森は甘い香りに満ちていた。朝露をまとった草の間をすり抜けるように、黄色い羽音が響く。

村のはずれに広がるその深い森は「蜜の森」と呼ばれていた。古くから、不思議な蜜を集める特別な蜂たちが棲んでいると噂されていた。村人たちは決して深く踏み入らず、ただ遠巻きに見つめてきた。

少年・レオがその森で出会ったのは、光るような羽根を持った一匹の蜂だった。

「おい、大丈夫か……?」

地面に横たわるその蜂は、他の蜂よりも一回り大きく、黄金色の体に繊細な模様が浮かんでいた。足を痛めているのか、動こうとしない。

「……あなたは、人間?」

——声がした。

「……しゃべった……?」

「驚かないで。私は“黄金蜂”。森の女王、ミリュと申します」

レオは、夢を見ているような心地だった。だが、蜂は確かに、自分の目をまっすぐに見ていた。

「お願いがあります。森が、枯れかけているのです。原因は……人間の村にあります。けれど、私たちはあなた方を憎んではいません。ただ——約束が、破られてしまったのです」

「約束?」

ミリュは、昔この村にいた養蜂家と森の女王が交わした“蜜の契り”を語った。森の蜂たちは特別な蜜を分け与え、その代わりに村人たちは森を守るというものだった。

「でも、いまは……」

森の周囲にまで広がった畑の農薬が、蜂たちを弱らせていた。蜜は減り、花は咲かなくなっているという。
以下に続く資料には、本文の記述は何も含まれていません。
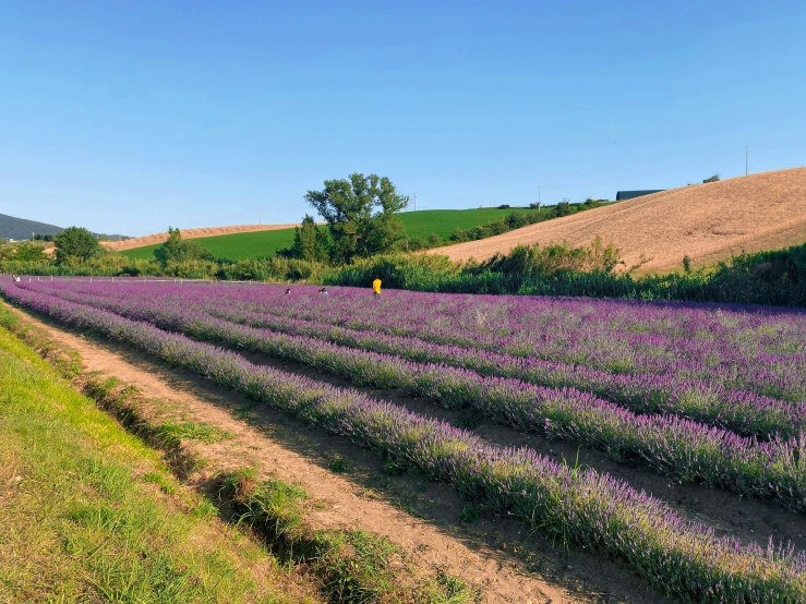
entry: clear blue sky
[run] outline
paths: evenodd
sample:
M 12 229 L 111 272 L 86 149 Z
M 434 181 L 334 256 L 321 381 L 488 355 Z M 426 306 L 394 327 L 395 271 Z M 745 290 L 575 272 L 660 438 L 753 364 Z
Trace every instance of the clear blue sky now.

「あなたに、もう一度“契り”を思い出させてほしいのです。人間の、心ある者たちに」

レオは迷った。村では森の話はタブーとされていた。だが、彼はミリュのまなざしに、真剣な祈りを見るような気がした。

「……わかった。僕、やってみるよ」

レオは村に戻ると、かつて蜜の森に入っていたという老養蜂家を訪ねた。老人は話を聞いて、長く閉ざしていた棚から古い記録帳を取り出した。

「ミリュ……まだ生きていたのか。あの約束は……本物だったんじゃな」

レオの目の前で、老人は静かに頷いた。

翌朝、村の広場に立ったレオは、蜂の話をした。最初は誰も信じなかった。だが、老養蜂家がかつての蜜の味を語り、記録帳を見せると、少しずつ空気が変わっていった。

「もう一度、森と向き合おうじゃないか」

その声に、誰かが頷き、次第に輪が広がっていった。

村人たちは農薬の使用をやめ、森の周囲に新たな花を植えた。蜜を採る代わりに、森の静けさを守る方法を学んでいった。

そして数ヶ月後。森に再び甘い香りが満ちたころ、レオは再びミリュに会いに行った。

「ありがとう、レオ。あなたとの“約束”が、私たちを救いました」

ミリュは羽根を広げ、淡い光を放ちながら空へ舞い上がった。

それはまるで、森が微笑んだような瞬間だった。